[Clustering algorithm] Advantages and disadvantages of K-means and its improvement

Last Update:2017-05-08 Source: Internet

Author: User

Developer on Alibaba Coud: Build your first app with APIs, SDKs, and tutorials on the Alibaba Cloud. Read more ＞

[Advantages and disadvantages of clustering algorithm]k-means and its improvement

"Turn": http://blog.csdn.net/u010536377/article/details/50884416

A brief review of K-means cluster

The first clustering method that everyone touches, nine to ten, is K-means clustering. The algorithm is easy to understand and easy to implement. In fact, almost all machine learning and data mining algorithms have their advantages and disadvantages. So what is the disadvantage of K-means?
Summary for the following:
(1) sensitive to outliers and isolated points;
(2) k value selection;
(3) Selection of the initial cluster center;
(4) Only spherical clusters can be found.
For the 4-point reason, readers can think for themselves, not difficult to understand. For the above four shortcomings, the improvement measures are introduced in turn.

Improvement 1

First for (1), for outliers and outliers sensitive, how to solve? In a previous blog, the author mentions that the LOF algorithm of outlier detection can reduce the influence of outliers and outliers on clustering effect by removing outliers and then clustering.

Improvement 2

K-Value selection problem, the K-means algorithm's K-Value adaptive optimization method is mentioned in the master's thesis of Li Fang in Anhui University. The method is summarized below.
First, the algorithm improves the following major drawbacks of the K-means algorithm:
1) You must first give the K (the number of clusters to be generated) and the K value is difficult to select. It is not known beforehand that the given data should be divided into what category is optimal.
2) The selection of the initial clustering Center is a problem of K-means.
Li Fang Design algorithm idea is this: can be given at the beginning of a suitable value to K, through a k-means algorithm to get a cluster center. For the obtained cluster center, according to the distance of k clusters, the nearest class is merged, so the number of cluster centers decreases, and when it is used for the next cluster, the corresponding clustering number decreases, and finally the appropriate number of clusters is obtained. It is possible to determine the number of clusters by a judging value of E to get a suitable position to stop and not to continue merging the cluster centers. Repeat the cycle until the evaluation function converges, and finally get the clustering result of the better clustering number.

Resources

Li fang. Research on K-Value Adaptive optimization method for K-means algorithm [D]. Anhui University, 2015.

Improvement 3

Optimization of the selection of the initial cluster center. One sentence is summarized as follows: Select K points that are as far away from the batch as possible.
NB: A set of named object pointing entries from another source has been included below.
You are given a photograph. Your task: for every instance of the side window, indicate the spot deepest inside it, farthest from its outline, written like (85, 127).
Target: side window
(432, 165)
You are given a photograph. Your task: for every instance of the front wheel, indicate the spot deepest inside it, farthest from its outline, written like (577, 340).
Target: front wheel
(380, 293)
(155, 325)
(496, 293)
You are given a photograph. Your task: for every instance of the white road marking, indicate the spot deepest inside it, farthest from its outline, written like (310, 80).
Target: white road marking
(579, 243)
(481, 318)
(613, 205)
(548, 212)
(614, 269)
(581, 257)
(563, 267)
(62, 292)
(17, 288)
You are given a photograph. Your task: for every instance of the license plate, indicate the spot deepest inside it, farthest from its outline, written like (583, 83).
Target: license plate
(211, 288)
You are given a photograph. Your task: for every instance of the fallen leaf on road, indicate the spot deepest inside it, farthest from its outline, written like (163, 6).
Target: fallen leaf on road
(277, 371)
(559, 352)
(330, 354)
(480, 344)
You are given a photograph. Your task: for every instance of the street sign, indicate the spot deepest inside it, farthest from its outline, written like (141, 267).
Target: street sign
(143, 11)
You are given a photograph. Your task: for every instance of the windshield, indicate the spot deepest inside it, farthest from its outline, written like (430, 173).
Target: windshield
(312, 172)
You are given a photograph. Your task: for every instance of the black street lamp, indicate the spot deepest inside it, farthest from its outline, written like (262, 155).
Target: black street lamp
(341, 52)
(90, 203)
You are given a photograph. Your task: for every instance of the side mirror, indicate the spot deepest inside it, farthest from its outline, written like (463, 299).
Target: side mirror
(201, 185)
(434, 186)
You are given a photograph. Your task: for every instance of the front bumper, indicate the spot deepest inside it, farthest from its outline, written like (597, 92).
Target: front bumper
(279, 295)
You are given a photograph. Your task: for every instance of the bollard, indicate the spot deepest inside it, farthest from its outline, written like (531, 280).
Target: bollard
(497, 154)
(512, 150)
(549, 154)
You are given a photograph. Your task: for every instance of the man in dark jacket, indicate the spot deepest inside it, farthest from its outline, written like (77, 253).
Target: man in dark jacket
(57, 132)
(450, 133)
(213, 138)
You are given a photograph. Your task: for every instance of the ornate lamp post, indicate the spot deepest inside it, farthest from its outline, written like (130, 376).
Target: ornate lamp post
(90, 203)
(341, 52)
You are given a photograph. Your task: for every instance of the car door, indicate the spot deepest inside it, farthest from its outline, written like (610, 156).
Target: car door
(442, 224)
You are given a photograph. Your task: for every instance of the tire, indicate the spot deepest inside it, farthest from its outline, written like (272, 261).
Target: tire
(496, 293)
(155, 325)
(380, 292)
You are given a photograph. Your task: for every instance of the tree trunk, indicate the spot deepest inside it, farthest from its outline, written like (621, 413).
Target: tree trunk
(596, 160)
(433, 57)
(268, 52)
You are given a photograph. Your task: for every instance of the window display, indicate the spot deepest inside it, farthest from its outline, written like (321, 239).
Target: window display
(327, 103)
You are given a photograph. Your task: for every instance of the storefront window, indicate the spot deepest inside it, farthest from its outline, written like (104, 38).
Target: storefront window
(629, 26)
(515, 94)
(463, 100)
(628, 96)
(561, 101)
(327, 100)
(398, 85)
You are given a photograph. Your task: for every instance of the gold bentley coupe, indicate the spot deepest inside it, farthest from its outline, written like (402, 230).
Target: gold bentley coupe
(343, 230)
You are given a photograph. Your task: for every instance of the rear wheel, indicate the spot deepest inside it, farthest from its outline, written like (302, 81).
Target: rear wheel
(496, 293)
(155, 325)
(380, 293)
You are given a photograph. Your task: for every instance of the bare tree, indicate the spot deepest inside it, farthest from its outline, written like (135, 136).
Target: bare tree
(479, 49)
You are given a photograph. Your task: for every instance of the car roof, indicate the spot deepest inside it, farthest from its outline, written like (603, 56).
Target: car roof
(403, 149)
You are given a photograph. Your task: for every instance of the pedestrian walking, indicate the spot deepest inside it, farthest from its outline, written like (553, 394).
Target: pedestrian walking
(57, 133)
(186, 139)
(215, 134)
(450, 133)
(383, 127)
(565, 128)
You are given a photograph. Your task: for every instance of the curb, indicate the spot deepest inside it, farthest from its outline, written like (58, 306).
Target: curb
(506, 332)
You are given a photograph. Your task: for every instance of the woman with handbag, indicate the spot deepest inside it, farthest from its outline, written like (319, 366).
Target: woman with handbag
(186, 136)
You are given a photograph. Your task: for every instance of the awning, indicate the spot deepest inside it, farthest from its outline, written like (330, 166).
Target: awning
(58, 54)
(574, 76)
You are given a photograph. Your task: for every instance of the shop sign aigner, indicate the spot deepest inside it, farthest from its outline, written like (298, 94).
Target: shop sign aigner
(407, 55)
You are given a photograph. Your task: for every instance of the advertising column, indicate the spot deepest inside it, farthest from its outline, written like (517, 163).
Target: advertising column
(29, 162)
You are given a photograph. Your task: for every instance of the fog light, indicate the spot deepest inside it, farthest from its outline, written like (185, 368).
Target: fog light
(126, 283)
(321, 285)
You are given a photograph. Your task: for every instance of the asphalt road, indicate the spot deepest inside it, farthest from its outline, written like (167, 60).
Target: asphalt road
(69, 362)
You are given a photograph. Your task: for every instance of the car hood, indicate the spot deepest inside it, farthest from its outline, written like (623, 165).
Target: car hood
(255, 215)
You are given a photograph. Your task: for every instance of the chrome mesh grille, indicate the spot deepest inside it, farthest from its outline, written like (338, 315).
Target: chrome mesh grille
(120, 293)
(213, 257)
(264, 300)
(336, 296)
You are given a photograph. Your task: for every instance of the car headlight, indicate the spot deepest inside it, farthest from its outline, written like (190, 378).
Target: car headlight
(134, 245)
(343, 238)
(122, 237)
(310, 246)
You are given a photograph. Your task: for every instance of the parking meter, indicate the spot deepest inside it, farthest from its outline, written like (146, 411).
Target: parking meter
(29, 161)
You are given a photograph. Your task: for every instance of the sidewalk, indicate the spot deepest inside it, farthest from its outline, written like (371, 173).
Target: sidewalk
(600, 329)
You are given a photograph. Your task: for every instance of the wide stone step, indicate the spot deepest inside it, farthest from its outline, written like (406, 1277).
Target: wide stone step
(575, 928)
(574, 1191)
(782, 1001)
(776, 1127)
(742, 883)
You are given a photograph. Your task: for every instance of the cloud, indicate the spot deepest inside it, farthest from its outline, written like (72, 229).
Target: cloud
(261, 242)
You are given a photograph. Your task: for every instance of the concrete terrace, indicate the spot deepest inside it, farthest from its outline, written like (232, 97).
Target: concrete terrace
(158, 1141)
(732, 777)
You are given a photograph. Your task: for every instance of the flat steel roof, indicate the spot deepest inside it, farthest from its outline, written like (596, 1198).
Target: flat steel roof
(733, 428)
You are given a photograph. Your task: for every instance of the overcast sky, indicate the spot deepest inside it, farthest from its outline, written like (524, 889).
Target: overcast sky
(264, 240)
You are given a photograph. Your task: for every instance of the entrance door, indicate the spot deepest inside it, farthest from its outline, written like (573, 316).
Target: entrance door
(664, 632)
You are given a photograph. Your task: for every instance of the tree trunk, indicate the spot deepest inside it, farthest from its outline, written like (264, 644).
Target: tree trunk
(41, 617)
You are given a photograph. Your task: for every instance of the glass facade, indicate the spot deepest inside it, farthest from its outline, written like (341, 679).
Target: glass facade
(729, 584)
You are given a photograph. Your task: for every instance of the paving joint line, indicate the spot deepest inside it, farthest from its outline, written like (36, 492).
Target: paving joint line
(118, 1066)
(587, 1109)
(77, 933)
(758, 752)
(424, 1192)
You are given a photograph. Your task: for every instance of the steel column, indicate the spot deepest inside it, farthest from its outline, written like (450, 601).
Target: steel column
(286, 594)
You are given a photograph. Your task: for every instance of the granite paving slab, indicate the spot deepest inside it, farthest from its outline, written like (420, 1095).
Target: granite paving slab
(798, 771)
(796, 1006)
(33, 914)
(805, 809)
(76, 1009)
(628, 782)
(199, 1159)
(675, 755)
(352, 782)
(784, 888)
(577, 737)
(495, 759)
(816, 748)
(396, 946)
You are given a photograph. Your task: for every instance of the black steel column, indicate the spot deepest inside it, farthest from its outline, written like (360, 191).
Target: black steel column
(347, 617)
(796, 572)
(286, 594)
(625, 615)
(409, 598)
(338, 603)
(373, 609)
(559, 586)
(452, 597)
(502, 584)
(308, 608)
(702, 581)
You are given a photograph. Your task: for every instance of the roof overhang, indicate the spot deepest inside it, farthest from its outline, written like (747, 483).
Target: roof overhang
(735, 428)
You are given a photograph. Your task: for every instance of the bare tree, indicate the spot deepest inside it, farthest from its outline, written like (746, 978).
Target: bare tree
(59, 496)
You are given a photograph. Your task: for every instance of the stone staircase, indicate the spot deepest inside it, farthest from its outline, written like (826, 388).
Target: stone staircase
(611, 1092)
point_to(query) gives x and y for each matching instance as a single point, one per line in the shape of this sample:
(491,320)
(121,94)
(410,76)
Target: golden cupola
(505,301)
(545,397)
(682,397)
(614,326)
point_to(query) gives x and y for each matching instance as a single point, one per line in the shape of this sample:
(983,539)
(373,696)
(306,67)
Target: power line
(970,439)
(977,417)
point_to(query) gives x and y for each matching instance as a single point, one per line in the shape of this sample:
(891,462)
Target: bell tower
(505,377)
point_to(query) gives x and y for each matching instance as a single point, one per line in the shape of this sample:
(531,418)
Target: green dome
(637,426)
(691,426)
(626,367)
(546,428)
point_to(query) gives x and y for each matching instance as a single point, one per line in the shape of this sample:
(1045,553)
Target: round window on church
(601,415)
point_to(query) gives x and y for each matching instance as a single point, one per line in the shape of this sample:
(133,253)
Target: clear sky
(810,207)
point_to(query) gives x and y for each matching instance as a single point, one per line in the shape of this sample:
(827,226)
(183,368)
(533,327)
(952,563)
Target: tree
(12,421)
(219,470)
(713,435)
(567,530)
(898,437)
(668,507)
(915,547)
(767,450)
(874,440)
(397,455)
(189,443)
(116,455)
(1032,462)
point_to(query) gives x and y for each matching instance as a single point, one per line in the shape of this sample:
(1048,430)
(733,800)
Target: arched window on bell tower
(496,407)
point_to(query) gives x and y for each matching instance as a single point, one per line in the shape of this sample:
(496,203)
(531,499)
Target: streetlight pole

The specific selection steps are as follows.

First randomly selects a point as the center point of the first initial class cluster, then selects the point farthest from the point as the center point of the second initial class cluster, then selects the most recent distance from the first two points as the center point of the third initial class cluster, and so on until the K Initial cluster center point is selected.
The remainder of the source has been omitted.